King Leopold’s Ghost description of King Leopold’s business practices reminded me of the conversations I’ve watched of the authors of When McKinsey Comes to Town (videos: 1, 2, 3), multiple Pulitzer Prize winning investigative NY Times reporters. I have the book on hold at the library, so will read it soon, but the descriptions of maintaining noble identities while profiting from imperialism, colonialism, slavery, and authoritarianism seem similar. We’ll see.

Wikipedia: “The book was refused by nine of the ten U.S. publishing houses to which an outline was submitted, but became an unexpected bestseller and won the prestigious Mark Lynton History Prize for literary style. It also won the 1999 Duff Cooper Prize.

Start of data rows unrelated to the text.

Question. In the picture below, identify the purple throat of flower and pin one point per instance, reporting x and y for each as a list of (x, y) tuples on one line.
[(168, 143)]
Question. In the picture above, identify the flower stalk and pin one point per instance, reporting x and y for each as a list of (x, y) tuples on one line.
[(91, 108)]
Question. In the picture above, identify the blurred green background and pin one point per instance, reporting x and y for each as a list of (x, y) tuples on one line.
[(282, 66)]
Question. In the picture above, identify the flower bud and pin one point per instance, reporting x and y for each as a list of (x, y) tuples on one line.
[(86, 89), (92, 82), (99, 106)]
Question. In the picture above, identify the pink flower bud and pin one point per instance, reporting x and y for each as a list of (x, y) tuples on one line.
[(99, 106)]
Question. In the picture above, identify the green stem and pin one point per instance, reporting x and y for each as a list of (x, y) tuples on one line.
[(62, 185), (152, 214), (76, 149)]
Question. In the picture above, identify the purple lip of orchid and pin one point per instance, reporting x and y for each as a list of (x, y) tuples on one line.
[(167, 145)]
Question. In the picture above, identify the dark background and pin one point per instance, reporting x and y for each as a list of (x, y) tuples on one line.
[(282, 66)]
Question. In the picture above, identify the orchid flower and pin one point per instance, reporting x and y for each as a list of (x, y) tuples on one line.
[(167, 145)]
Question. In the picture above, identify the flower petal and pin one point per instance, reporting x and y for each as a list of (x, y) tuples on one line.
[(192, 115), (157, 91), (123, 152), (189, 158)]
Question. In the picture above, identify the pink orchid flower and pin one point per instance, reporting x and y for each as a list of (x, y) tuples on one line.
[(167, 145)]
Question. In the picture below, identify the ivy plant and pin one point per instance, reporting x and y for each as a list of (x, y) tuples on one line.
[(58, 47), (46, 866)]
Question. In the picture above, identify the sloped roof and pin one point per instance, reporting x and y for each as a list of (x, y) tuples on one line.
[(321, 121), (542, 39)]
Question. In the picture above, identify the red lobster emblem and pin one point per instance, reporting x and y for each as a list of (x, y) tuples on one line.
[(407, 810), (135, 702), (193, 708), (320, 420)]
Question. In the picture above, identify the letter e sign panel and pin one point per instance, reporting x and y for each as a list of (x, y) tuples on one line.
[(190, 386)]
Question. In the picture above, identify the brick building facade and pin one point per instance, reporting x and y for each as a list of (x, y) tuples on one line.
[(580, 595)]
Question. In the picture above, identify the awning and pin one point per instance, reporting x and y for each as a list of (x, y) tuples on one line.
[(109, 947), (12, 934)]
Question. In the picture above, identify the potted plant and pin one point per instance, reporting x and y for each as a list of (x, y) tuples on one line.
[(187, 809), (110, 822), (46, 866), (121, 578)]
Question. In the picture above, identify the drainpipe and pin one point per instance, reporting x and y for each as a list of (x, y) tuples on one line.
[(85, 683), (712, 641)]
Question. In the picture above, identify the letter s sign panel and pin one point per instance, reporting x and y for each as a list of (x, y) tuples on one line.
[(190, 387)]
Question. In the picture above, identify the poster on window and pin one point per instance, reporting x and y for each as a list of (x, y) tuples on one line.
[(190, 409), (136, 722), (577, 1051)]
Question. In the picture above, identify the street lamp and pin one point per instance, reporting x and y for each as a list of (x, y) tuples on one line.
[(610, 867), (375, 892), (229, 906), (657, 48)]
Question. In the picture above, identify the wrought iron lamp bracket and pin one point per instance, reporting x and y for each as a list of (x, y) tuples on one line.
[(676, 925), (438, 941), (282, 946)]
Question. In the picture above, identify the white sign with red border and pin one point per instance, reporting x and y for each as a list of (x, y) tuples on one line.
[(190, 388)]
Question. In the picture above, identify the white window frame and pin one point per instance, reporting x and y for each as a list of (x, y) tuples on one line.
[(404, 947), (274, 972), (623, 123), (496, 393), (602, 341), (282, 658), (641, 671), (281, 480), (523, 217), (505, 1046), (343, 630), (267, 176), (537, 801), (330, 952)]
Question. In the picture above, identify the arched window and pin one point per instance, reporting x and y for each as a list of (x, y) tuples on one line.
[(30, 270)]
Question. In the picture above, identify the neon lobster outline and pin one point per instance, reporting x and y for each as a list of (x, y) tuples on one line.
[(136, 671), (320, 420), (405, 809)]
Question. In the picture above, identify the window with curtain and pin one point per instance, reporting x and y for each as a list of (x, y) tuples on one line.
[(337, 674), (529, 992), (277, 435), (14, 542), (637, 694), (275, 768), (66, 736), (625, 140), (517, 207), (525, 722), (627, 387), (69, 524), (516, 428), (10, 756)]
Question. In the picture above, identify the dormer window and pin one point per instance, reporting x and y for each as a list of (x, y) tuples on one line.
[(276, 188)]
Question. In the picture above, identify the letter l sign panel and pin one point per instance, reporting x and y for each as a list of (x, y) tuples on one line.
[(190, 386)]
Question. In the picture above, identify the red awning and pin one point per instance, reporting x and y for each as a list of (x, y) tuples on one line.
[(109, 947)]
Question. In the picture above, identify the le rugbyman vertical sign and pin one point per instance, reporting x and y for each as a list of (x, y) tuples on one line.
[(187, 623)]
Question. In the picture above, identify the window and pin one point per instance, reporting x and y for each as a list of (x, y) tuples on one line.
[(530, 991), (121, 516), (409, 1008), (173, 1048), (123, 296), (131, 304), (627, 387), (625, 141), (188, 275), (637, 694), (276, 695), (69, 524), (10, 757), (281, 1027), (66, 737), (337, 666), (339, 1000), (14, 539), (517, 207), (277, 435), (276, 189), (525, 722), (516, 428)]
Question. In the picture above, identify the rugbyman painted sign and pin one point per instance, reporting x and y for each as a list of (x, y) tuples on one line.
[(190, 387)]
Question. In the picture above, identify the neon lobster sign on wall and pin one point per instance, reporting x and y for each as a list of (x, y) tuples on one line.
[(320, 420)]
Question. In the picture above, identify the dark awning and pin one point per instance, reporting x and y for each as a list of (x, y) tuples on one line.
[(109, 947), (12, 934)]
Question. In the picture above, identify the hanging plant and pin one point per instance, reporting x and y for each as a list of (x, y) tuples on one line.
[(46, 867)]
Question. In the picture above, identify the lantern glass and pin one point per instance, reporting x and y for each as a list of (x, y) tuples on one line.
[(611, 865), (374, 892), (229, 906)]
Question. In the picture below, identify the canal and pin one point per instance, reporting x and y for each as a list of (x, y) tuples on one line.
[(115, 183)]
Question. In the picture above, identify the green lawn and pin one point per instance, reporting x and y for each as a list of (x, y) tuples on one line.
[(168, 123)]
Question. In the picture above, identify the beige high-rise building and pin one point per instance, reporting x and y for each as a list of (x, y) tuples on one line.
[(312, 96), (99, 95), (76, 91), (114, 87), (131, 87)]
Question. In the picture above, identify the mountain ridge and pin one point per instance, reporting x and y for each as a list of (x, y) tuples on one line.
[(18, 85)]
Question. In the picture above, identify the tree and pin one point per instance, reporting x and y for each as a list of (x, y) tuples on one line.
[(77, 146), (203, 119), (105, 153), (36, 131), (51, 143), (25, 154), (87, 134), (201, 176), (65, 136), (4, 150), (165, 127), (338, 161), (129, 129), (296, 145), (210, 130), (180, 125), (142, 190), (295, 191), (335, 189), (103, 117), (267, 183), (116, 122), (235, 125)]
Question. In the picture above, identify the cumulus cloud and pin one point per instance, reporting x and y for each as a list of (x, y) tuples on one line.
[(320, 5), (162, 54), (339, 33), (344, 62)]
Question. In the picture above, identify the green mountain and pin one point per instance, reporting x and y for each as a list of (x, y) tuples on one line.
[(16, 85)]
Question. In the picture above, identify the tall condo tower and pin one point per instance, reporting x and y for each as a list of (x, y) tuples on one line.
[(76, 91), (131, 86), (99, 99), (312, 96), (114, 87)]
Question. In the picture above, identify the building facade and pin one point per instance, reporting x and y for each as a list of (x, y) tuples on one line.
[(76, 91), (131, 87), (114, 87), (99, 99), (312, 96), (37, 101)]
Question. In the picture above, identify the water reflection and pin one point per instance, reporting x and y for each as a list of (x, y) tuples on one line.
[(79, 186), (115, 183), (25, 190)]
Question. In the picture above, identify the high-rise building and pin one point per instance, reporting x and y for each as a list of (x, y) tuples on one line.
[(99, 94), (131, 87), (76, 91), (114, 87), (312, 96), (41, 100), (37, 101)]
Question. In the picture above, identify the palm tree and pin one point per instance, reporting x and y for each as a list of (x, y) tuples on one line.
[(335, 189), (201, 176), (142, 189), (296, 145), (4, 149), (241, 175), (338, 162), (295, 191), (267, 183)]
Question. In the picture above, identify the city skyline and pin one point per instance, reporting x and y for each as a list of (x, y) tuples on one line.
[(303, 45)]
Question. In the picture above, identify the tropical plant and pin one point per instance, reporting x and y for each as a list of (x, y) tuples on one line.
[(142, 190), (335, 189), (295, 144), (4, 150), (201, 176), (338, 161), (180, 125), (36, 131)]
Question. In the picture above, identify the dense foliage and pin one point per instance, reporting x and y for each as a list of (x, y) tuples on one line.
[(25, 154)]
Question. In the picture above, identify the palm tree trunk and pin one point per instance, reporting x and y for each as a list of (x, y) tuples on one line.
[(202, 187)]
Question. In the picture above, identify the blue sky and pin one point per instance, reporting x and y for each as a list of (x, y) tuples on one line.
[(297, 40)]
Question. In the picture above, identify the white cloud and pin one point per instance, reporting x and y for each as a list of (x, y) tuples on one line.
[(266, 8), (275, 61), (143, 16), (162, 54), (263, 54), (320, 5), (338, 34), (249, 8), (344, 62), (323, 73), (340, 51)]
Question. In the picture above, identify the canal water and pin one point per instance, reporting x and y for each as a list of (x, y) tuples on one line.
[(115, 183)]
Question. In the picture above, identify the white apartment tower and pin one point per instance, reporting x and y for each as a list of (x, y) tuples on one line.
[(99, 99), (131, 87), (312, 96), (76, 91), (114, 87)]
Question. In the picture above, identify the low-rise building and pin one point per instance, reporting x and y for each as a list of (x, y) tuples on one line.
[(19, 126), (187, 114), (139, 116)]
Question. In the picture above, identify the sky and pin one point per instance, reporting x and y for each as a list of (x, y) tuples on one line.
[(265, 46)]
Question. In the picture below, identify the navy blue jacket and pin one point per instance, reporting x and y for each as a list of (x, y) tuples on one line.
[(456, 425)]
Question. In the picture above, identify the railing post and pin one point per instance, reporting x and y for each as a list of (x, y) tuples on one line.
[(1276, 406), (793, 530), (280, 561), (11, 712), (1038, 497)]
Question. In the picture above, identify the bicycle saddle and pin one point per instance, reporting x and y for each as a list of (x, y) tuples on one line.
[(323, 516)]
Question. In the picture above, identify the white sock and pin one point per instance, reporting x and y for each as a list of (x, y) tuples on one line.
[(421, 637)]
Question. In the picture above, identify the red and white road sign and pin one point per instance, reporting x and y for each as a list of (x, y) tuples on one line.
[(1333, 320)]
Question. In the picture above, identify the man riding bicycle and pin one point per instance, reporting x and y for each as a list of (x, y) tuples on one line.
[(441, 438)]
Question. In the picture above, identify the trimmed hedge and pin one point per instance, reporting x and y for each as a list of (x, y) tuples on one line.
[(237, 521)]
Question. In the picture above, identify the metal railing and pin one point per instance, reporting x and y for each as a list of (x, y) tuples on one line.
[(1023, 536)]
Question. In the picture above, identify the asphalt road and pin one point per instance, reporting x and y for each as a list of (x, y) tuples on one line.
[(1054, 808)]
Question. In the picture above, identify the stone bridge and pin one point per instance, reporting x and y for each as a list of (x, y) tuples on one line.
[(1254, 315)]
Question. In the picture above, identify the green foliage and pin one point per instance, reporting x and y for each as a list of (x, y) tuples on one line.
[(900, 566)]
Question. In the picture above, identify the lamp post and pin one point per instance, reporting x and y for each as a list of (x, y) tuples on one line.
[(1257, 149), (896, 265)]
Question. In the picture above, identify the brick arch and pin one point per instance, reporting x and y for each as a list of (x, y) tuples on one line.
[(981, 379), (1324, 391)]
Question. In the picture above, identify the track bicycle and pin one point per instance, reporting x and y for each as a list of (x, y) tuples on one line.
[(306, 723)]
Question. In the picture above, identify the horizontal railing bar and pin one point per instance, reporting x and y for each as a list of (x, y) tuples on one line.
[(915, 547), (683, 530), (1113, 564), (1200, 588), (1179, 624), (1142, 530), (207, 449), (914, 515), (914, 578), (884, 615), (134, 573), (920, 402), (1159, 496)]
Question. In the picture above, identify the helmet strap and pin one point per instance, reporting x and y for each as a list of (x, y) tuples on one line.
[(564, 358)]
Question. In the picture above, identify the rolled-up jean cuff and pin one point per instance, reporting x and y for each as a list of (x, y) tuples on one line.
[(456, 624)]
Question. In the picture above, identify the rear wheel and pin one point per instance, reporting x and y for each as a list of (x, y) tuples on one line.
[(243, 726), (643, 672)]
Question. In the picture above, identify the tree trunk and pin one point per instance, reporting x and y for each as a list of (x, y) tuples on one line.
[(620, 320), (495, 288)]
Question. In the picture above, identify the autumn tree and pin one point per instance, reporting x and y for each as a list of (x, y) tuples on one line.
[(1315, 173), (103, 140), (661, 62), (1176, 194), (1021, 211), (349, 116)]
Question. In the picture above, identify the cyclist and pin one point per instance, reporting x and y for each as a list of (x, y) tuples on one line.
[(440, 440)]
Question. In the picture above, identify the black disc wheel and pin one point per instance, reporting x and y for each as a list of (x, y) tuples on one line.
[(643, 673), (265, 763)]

By 2013 more than 600,000 copies were in print in a dozen languages. . . King Leopold’s Ghost was specifically singled out for praise by the American Historical Association when it gave Hochschild its Theodore Roosevelt-Woodrow Wilson Award in 2008,” though it also cited strong criticism.

I highly recommend King’s Leopold’s Ghost.


A Traveler’s Guide to the End of the World, by David Gessner: When his publishing team told me about this new book of his, I learned David played ultimate Frisbee overlapping with when I did, though at a slightly higher level and at Harvard and in Boston instead of at Columbia and in New York. I read his book Ultimate Glory: Frisbee, Obsession, and My Wild Youth, which captured a lot of what ultimate meant to me and brought me.

We’re scheduling bringing him on the podcast. A Traveler’s Guide is well written—a nonjudgmental account of our world today, and it’s not pretty. That is, he’s not trying to project doom and gloom. He’s showing what’s happening—wildfires, sea level rise, droughts, flood, refugees, and more, all in the affluent United States. The scientists who predicted it predicted much more to come.

I don’t like the choices I see him making in Traveler’s Guide of what I see as capitulation, abdication, and resignation, but I have to realize most people never learned the skills of leading cultural change. It’s like me with a basketball: I’ve barely played, so give me a ball and an open lane to the hoop and I don’t know what to do. Give LeBron James a ball and heavy coverage, and he’ll find a way to reach the hoop. In sustainability leadership, I’m LeBron. Everyone else is like me with a basketball. I have to be patient with them. My workshops are starting to help people.

We’ll hear more when he’s on the podcast.

For those who play ultimate or want to learn why that part of my life was so important, remained so for fifteen years, and remains so today, I recommend Ultimate Glory.


An article, Opinion: Queens’ 34th Avenue Shows What Open Streets Can Do for People, and video Designing Open Streets & Plaza Blocks: The Transformation of NYC’s 34th Ave: Regular readers know I love the Not Just Bikes video channel, which I recommend for all. Regarding making cities safer, healthier, cleaner, more accessible, and more sustainable, Amsterdam and the Dutch are decades ahead of New York, but this article and video show action in a neighborhood in Queens, New York City.